G. Miscellaneous Rules
The final regulations provide special rules for reopenings, strips,
subsequent holders, and minimum guarantees.
H. Effective Date
The final regulations apply to an inflation-indexed debt instrument
issued on or after January 6, 1997.
Special Analyses
It has been determined that this Treasury decision is not a
significant regulatory action as defined in Executive Order 12866.
Therefore, a regulatory assessment is not required. It also has been
determined that section 553(b) of the Administrative Procedure Act (5
U.S.C. chapter 5) does not apply to these regulations and, because the
regulations do not impose a collection of information on small
entities, the Regulatory Flexibility Act (5 U.S.C. chapter 6) does not
apply. Pursuant to section 7805(f) of the Code, the notice of proposed
rulemaking preceding these regulations was submitted to the Chief
Counsel for Advocacy of the Small Business Administration for comment
on its impact on small business.
Drafting information. The principal author of the regulations is
Helen Vanek-Bigelow, Office of Assistant Chief Counsel (Financial
Institutions and Products). However, other personnel from the IRS and
Treasury Department participated in their development.
List of Subjects in 26 CFR Part 1
Income taxes, Reporting and recordkeeping requirements.
[[Page 48547]]
Adoption of Amendments to the Regulations
Accordingly, 26 CFR part 1 is amended as follows:
PART 1--INCOME TAXES
Paragraph 1. The authority citation for part 1 is amended by
removing the entries for Secs. 1.1275-7T and 1.1286-2T and adding two
entries in numerical order to read in part as follows:
Authority: 26 U.S.C. 7805 * * *
Section 1.1275-7 also issued under 26 U.S.C. 1275(d). * * *
Section 1.1286-2 also issued under 26 U.S.C. 1286(f). * * *
Sec. 1.148-4 [Amended]
Par. 2. Section 1.148-4 is amended by:
1. Removing the ``T'' from the reference ``Sec. 1.1275-7T'' in
paragraph (h)(2)(v)(A).
2. Removing the ``T'' from the reference ``Sec. 1.1275-7T'' in
paragraph (h)(2)(v)(B).
Sec. 1.163-13 [Amended]
Par. 3. Section 1.163-13 is amended by:
1. Removing the ``T'' from the reference ``Sec. 1.1275-
7T(f)(1)(ii)'' in the next to the last sentence in paragraph (e)(2).
2. Removing the ``T'' from the reference ``Sec. 1.1275-7T'' in the
last sentence in paragraph (e)(2).
Sec. 1.171-3 [Amended]
Par. 4. Section 1.171-3 is amended by:
1. Removing the ``T'' from the reference ``Sec. 1.1275-
7T(f)(1)(i)'' in the next to last sentence in paragraph (b).

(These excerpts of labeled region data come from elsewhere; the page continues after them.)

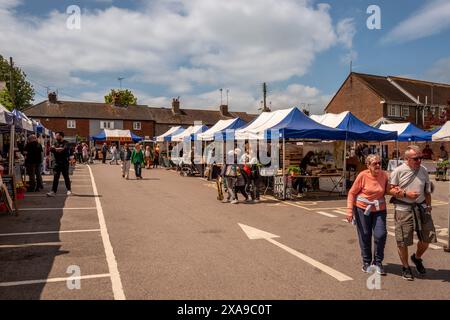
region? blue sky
[0,0,450,113]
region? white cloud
[425,57,450,83]
[0,0,355,107]
[268,84,331,114]
[382,0,450,43]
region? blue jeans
[353,207,387,264]
[134,163,142,178]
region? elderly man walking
[389,146,436,281]
[24,134,44,192]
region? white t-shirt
[389,163,431,210]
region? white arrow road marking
[317,211,337,218]
[238,223,353,281]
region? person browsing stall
[47,132,72,197]
[347,154,388,275]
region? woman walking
[131,143,144,179]
[153,144,159,168]
[347,154,388,275]
[120,143,132,180]
[145,146,152,169]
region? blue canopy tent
[198,118,247,141]
[264,108,346,140]
[380,122,436,141]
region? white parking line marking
[19,207,97,211]
[87,165,125,300]
[0,273,110,287]
[0,229,100,237]
[0,242,62,249]
[389,226,447,244]
[317,211,337,218]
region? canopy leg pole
[444,190,450,252]
[283,137,287,200]
[342,139,347,196]
[395,140,400,167]
[8,124,16,176]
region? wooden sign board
[273,175,285,200]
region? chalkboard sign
[273,176,285,200]
[0,176,17,214]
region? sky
[0,0,450,114]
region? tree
[105,89,137,107]
[0,55,34,110]
[0,88,14,111]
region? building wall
[89,119,123,136]
[123,120,155,139]
[326,75,383,123]
[34,118,90,139]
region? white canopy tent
[171,125,206,142]
[431,121,450,141]
[156,126,184,142]
[310,111,348,128]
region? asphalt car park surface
[0,163,450,300]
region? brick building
[24,93,256,141]
[325,72,450,129]
[325,72,450,155]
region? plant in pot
[288,165,300,176]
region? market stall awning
[12,109,35,132]
[431,121,450,141]
[311,111,397,141]
[155,126,185,142]
[370,117,395,129]
[197,118,247,141]
[170,125,208,142]
[91,129,143,142]
[380,122,433,141]
[258,107,346,140]
[36,122,52,136]
[0,103,14,125]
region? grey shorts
[394,210,437,247]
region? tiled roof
[353,73,450,105]
[24,101,257,125]
[354,73,413,103]
[390,77,450,105]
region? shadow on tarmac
[384,259,450,282]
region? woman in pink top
[347,154,388,275]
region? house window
[67,120,77,129]
[100,121,114,129]
[133,121,141,130]
[388,106,400,117]
[402,107,409,117]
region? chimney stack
[172,97,181,115]
[48,91,58,103]
[219,104,230,117]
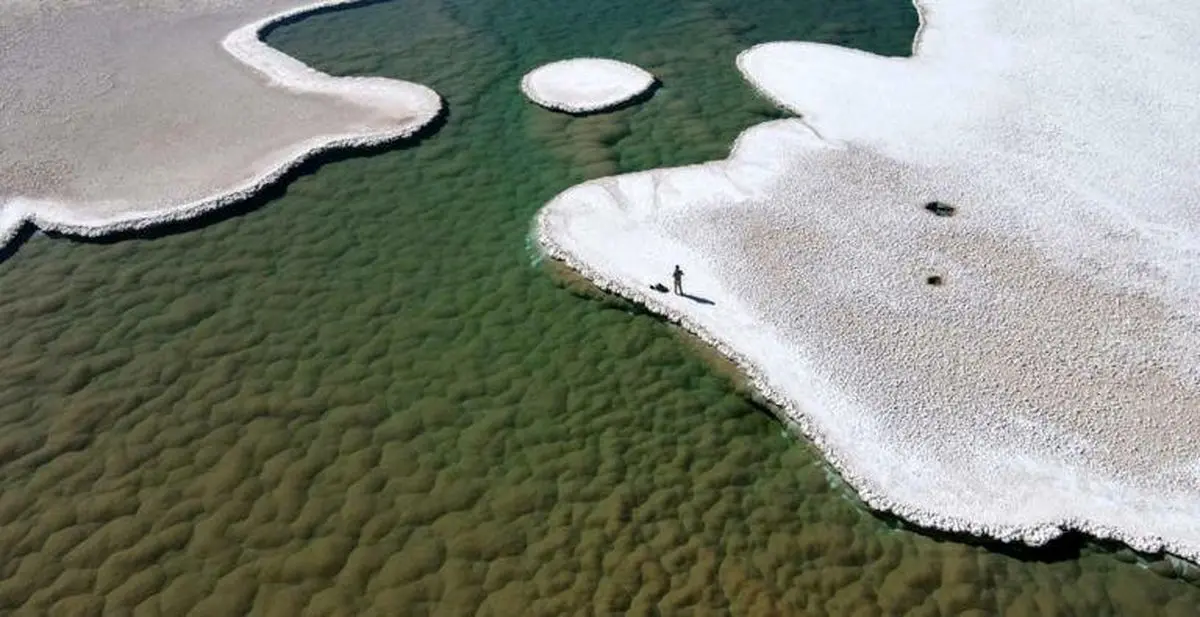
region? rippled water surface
[0,0,1200,617]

2. Removing the ``T'' from the reference ``Sec. 1.1275-7T'' in the
last sentence in paragraph (b).
Par. 5. In Sec. 1.1271-0, paragraph (b) is amended by revising the
entry for Sec. 1.1275-7T to read as follows:
Sec. 1.1271-0 Original issue discount; effective date; table of
contents.
* * * * *
(b) * * *
* * * * *
Sec. 1.1275-7 Inflation-indexed debt instruments.
* * * * *
Sec. 1.1275-4 [Amended]
Par. 6. Section 1.1275-4 is amended by removing the ``T'' from the
reference ``Sec. 1.1275-7T'' in paragraph (a)(2)(vii).
Sec. 1.1275-7T [Redesignated as Sec. 1.1275-7]

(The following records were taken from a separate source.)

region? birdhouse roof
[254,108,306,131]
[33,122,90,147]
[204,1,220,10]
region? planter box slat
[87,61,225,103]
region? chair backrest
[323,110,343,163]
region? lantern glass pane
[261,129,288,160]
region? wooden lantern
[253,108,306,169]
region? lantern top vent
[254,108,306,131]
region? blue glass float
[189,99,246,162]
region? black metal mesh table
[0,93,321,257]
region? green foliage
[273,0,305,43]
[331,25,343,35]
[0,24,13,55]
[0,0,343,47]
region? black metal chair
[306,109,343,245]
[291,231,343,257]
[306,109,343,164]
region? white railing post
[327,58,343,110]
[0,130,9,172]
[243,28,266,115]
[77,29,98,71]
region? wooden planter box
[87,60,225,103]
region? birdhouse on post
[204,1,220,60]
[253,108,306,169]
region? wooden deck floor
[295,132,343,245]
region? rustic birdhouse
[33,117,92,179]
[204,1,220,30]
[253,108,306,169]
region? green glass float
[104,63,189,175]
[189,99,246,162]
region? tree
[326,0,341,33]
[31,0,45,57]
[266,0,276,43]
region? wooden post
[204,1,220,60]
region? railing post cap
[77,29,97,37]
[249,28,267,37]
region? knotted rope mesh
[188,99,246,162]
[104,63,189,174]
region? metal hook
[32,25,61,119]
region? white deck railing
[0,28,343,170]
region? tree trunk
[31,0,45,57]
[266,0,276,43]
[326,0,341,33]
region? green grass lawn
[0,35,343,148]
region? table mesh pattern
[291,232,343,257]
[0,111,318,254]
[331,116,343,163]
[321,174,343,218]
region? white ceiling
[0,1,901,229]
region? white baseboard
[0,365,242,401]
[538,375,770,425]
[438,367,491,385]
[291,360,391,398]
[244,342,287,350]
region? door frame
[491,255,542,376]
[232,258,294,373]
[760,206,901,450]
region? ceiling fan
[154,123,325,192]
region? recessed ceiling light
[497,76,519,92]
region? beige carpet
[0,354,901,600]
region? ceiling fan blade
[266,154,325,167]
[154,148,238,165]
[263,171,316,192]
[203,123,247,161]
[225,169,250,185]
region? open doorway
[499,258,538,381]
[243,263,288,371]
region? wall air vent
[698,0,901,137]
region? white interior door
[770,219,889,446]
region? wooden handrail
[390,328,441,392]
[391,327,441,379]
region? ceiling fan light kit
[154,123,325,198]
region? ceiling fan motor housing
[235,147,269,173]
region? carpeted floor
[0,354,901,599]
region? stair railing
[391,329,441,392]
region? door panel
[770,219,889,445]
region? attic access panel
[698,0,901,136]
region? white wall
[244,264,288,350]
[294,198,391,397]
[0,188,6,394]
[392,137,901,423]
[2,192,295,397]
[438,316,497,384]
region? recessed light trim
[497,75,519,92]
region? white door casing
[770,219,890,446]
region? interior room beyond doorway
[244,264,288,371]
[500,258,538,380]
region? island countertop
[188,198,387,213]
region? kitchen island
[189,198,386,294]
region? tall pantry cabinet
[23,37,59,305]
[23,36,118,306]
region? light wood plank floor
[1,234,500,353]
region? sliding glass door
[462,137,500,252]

Par. 7. Section 1.1275-7T is redesignated as Sec. 1.1275-7 and the
language ``(temporary)'' is removed from the section heading.
Sec. 1.1286-2T [Redesignated as Sec. 1.1286-2]

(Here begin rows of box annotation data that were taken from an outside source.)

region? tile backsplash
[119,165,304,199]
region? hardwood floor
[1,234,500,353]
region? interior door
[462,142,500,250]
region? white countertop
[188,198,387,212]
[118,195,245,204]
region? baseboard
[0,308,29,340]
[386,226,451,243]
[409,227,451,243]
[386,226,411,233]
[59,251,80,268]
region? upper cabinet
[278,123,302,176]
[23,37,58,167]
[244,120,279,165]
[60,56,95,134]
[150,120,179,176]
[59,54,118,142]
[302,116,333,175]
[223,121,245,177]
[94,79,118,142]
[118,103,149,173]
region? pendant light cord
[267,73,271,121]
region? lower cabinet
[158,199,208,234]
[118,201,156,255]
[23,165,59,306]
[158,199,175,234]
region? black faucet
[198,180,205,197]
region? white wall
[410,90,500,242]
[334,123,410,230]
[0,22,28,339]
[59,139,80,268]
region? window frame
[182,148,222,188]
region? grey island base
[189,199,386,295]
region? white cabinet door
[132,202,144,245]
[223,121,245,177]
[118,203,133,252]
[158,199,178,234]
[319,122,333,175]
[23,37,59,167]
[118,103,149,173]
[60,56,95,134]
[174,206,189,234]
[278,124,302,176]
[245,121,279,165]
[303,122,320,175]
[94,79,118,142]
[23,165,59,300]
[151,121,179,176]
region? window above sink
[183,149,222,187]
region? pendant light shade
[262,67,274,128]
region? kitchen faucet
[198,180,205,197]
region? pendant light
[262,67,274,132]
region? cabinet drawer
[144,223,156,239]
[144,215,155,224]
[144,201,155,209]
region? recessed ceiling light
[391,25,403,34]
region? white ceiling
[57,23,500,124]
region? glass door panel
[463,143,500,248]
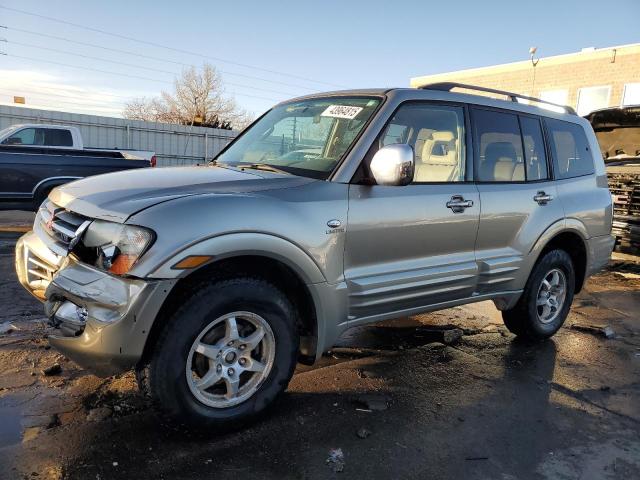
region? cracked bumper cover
[16,233,175,376]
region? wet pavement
[0,227,640,479]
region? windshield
[215,97,381,179]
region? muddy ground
[0,223,640,479]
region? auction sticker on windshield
[320,105,362,120]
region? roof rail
[418,82,577,115]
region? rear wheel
[138,278,298,427]
[502,250,575,340]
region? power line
[0,93,122,111]
[9,41,298,96]
[0,76,144,100]
[0,87,125,107]
[0,5,343,88]
[4,53,280,102]
[7,25,321,92]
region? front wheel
[502,250,575,340]
[138,278,298,427]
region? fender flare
[148,232,327,285]
[529,218,589,260]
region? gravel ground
[0,222,640,479]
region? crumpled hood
[49,167,314,222]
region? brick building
[411,43,640,115]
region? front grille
[34,200,89,256]
[608,168,640,254]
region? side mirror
[369,143,415,186]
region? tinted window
[2,128,37,145]
[545,118,594,178]
[379,103,466,183]
[520,117,549,181]
[473,110,525,182]
[44,128,73,147]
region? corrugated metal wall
[0,105,238,166]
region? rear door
[345,102,480,322]
[472,107,564,294]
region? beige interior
[413,129,460,182]
[478,142,525,182]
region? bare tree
[122,63,252,129]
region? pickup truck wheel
[138,278,298,428]
[502,250,575,340]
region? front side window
[473,109,525,182]
[577,86,611,116]
[215,97,382,178]
[378,103,466,183]
[545,118,594,178]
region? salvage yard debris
[42,363,62,377]
[326,448,344,473]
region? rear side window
[2,128,38,145]
[545,118,594,178]
[520,117,549,182]
[44,128,73,147]
[473,109,525,182]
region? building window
[578,86,611,115]
[540,90,569,113]
[622,83,640,106]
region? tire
[502,250,575,340]
[137,277,298,429]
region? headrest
[484,142,516,162]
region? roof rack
[418,82,577,115]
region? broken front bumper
[16,232,174,376]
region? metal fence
[0,105,238,166]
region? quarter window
[520,117,549,181]
[2,128,42,145]
[379,103,466,183]
[473,110,525,182]
[44,128,73,147]
[545,118,594,178]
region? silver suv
[16,84,614,426]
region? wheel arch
[531,219,589,293]
[140,253,319,365]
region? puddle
[336,325,457,350]
[0,397,22,448]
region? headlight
[82,220,155,275]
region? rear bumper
[585,235,616,277]
[16,232,174,376]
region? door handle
[447,195,473,213]
[533,190,553,205]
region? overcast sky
[0,0,640,115]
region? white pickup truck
[0,123,156,167]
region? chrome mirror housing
[369,143,415,186]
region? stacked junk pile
[607,166,640,255]
[586,105,640,255]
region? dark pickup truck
[0,145,152,211]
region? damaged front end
[16,201,173,376]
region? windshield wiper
[234,163,289,173]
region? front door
[345,102,480,323]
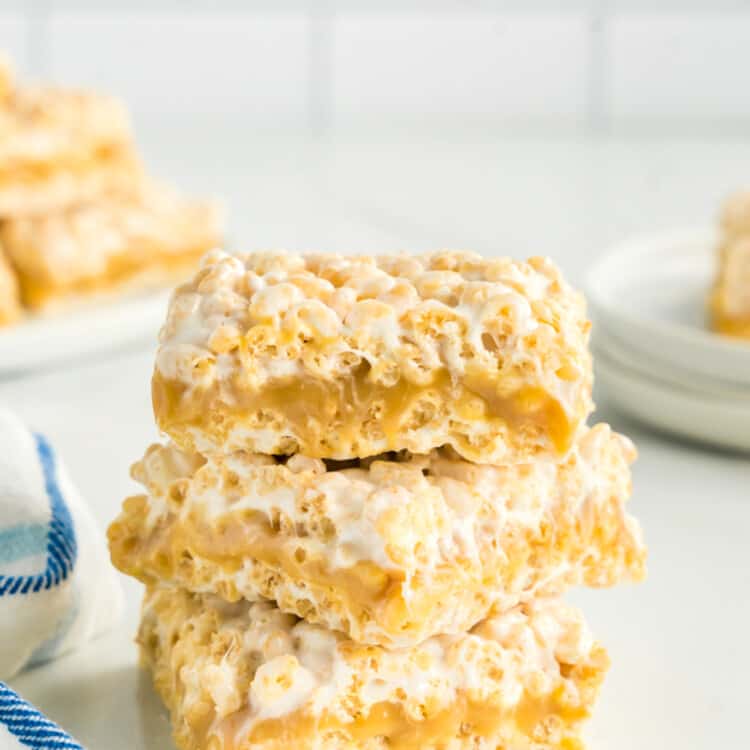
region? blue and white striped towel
[0,682,83,750]
[0,409,122,679]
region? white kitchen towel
[0,409,122,679]
[0,682,83,750]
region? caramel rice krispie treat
[109,424,645,647]
[153,252,592,464]
[0,76,141,218]
[138,589,608,750]
[0,246,21,326]
[710,191,750,338]
[0,180,222,310]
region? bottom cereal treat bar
[0,181,222,309]
[139,588,608,750]
[109,424,646,647]
[0,247,21,326]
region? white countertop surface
[0,133,750,750]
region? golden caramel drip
[238,696,589,750]
[152,368,578,459]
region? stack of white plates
[587,229,750,450]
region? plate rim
[584,225,750,358]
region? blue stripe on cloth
[0,435,78,597]
[0,523,47,565]
[0,682,84,750]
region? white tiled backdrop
[0,0,750,134]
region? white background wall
[0,0,750,134]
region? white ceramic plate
[0,291,169,375]
[594,350,750,451]
[587,229,750,386]
[592,327,750,405]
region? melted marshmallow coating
[138,588,607,750]
[153,251,592,464]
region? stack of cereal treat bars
[109,252,645,750]
[0,53,222,326]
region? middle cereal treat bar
[109,425,645,647]
[153,252,592,465]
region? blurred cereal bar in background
[0,248,21,326]
[0,180,222,310]
[0,56,141,218]
[711,191,750,338]
[0,53,223,319]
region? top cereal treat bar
[153,251,592,465]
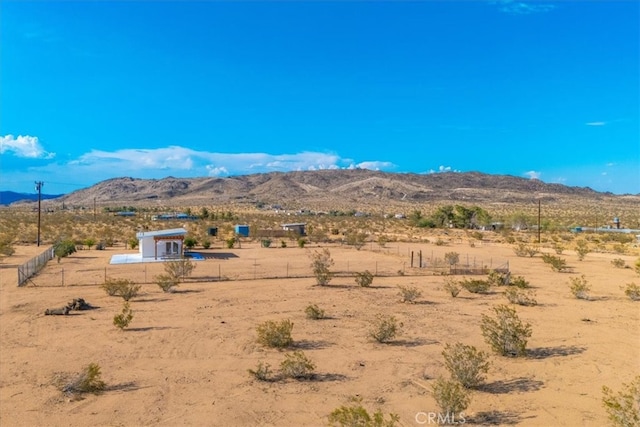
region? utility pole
[36,181,44,246]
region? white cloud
[524,171,542,179]
[0,135,56,159]
[490,0,556,15]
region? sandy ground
[0,239,640,427]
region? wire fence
[18,246,53,286]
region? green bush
[113,302,133,331]
[624,282,640,301]
[569,274,591,300]
[280,351,316,380]
[398,285,422,303]
[431,378,471,422]
[442,343,489,388]
[304,304,325,320]
[369,314,402,343]
[247,362,273,381]
[257,319,293,348]
[329,399,400,427]
[356,270,373,288]
[480,304,531,357]
[460,279,491,294]
[602,375,640,427]
[504,287,538,306]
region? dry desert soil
[0,242,640,427]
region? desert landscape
[0,172,640,426]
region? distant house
[136,228,187,259]
[282,222,307,236]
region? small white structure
[136,228,187,259]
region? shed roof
[136,228,187,239]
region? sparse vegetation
[542,254,567,272]
[480,304,532,357]
[113,302,133,331]
[569,274,591,300]
[304,304,325,320]
[431,378,471,423]
[442,342,489,388]
[398,285,422,303]
[257,319,293,348]
[504,287,538,306]
[602,375,640,427]
[280,350,316,380]
[356,270,373,288]
[624,282,640,301]
[369,314,402,343]
[310,248,334,286]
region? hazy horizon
[0,0,640,194]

Par. 8. Section 1.1286-2T is redesignated as Sec. 1.1286-2 and the
language ``(temporary)'' is removed from the section heading.
Par. 9. Newly designated Sec. 1.1286-2 is amended by removing the
``T'' from the reference ``Sec. 1.1275-7T(e)''.
Robert E. Wenzel,
Deputy Commissioner of Internal Revenue.
Approved: August 25, 1999.
Jonathan Talisman,
Deputy Assistant Secretary of the Treasury.